Ok that's it, everybody stop talking smack about the DataSet. As self-elected chairman of the inexistent "DataSet Preservation Fund", I feel urged to respond to years of incorrect positioning, biased thinking and over-simplified black-and-white views. I won't allow the "enterprise community" to make the DataSet the Clippy of .NET, so to speak.

All joking aside, I've long been putting off writing about this topic since I wanted to make sure my opinion was balanced enough but David Boschmans pointed me at a recent MSDN article on Custom Entity Classes by Karl Seguin which strikes me as pretty typical so here's my two cents on the matter. I'll take the article as my guide to inject some of my opinions, so it should be helpful to have a quick scan of the article to see what it's all about. By the way, why this article appears in the ASP.NET Developer Center and not in an Enterprise Development Center or the like (think PAG) is unclear to me, since this kind of discussion should target a broader audience.

Introduction

First and foremost, as the disclaimer in the introduction states: the article only talks about untyped DataSets, not about strongly-typed DataSets. This is a very unfortunate limitation by the author in my opinion, since Typed DataSets do indeed solve most problems mentioned in the article, as well as provide extra benefits, and this type of simplification will only give more traction to the anti-DataSet camp.

Alleged Problems

  • Lack Of Abstraction.
    The statement is made (a few times throughout the article actually) that a DataSet makes it impossible to decouple your code from the database structure. While true that you still deal with logical tables, columns and relationships, a Typed DataSet will make this much less visible because you can navigate all of these by just using strongly-typed properties and methods. The argument that changing a column name in the database schema would result in adapting your client code doesn't make sense, you can (and, for this reason, always should) use "AS" in your SQL query to abstract away the actual column name, so it won't "trickle down" to the calling layers. So if the UserId column would actually change to Id for example, the SQL statement would simply become:
    SELECT Id AS UserId, FirstName AS FirstName, LastName AS LastName FROM Users
  • Weakly-typed.
    The obvious statement is made that regular DataSets are untyped, the issues mentioned by the author are of course 100% correct. Hence the invention of Typed DataSets. They will eliminate all the raised concerns. This (along with the next paragraph) also renders the "Why Are They Beneficial" section superfluous.
  • Not object-oriented.
    Sure enough, if you create a Typed DataSet, you get a class that inherits from System.DataSet, which means you can't make it derive from another class anymore. But does this make it "not object-oriented"? This type of problem is often referred to in the Java world as not being a "Plain Old Java Object" (POJO), so in this case I'll refer to it as a "Plain Old .NET Object" (PONO). The problem seems big enough to have Indigo address this by not requiring your components to inherit from any base class (as is the case with Enterprise Services COM+ components, which need to derive from ServicedComponent). If this is not a serious issue for you (it's never been for me), nothing prohibits you from just subclassing that generated DataSet class to add functionality to it without resorting to external utility methods. In the upcoming 2.0 version of .NET, it will even be possible to add functionality to the class without the need for subclassing it by using the partial classes feature.
    The Scott Hanselman quote, taken from his rant against DataSets on service boundaries, makes a good point though: "DataSets are bowls, not fruit". I'm actually cool with Typed DataSets being "bowls with a picture of fruit on them", they're data containers (data transfer objects) after all. Custom entities aren't fruit either, they're another binary representation of the same concept, but they still don't smell like fruit.
  • NULLs.
    A point is made that "dealing with NULLs in DataSets isn't the easiest thing, because every time you pull a value you need to check if it's NULL". While I certainly agree that NULLs can be a pain, you could partially deal with this through annotations on your Typed DataSet, which allow you to define the value returned if the field actually contains a NULL value. Besides, a field having a functional value or not (i.e. being NULL or not) is something that affects all layers, and how you handle this in code will not be very different when using DataSets or custom classes. This is certainly true for value types (while we wait for nullable types anyway, gimme int? now!).

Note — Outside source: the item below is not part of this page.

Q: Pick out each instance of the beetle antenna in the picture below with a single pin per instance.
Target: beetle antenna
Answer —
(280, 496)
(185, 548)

Other points that make me go "hmmm"...

  • "Never return a class from the System.Data or child namespace from the DAL". If you are convinced that System.Data is the namespace for all server-side database stuff, then you're right. But I don't think that's the case, the provider child namespaces (e.g. System.Data.SqlClient) are server-side. I would allow System.Data.DataSet to pass through customs without a problem here.
  • On performance: "whatever processing time you are able to save probably doesn't amount to much compared to the difference in maintainability". This is really comparing apples and pears, as runtime and designtime have very different characteristics and requirements in a project. It certainly is true that a "blanket statement" is pretty useless here, but I would like to say that although the performance hit and XML overhead on the wire of a DataSet might be larger in absolute figures, you should be communicating with the service backend through chunky calls anyway and the main performance bottleneck will lie beyond the service facade most of the time anyway. But the best performance tweaks can only be done through one optimal path: measuring and interpreting live data.
  • "You can certainly assign nothing/null to [value types], but this will assign a default value. If you just declare an integer, or assign nothing/null to it, the variable will actually hold the value 0." Excuse me? Have you actually tried to run the "int i = null" statement through a C# compiler? This largely diminishes my trust in the author's, eh, authority on the subject of object oriented programming.

Free Code

So, what do you get with Typed DataSets? Free code mostly.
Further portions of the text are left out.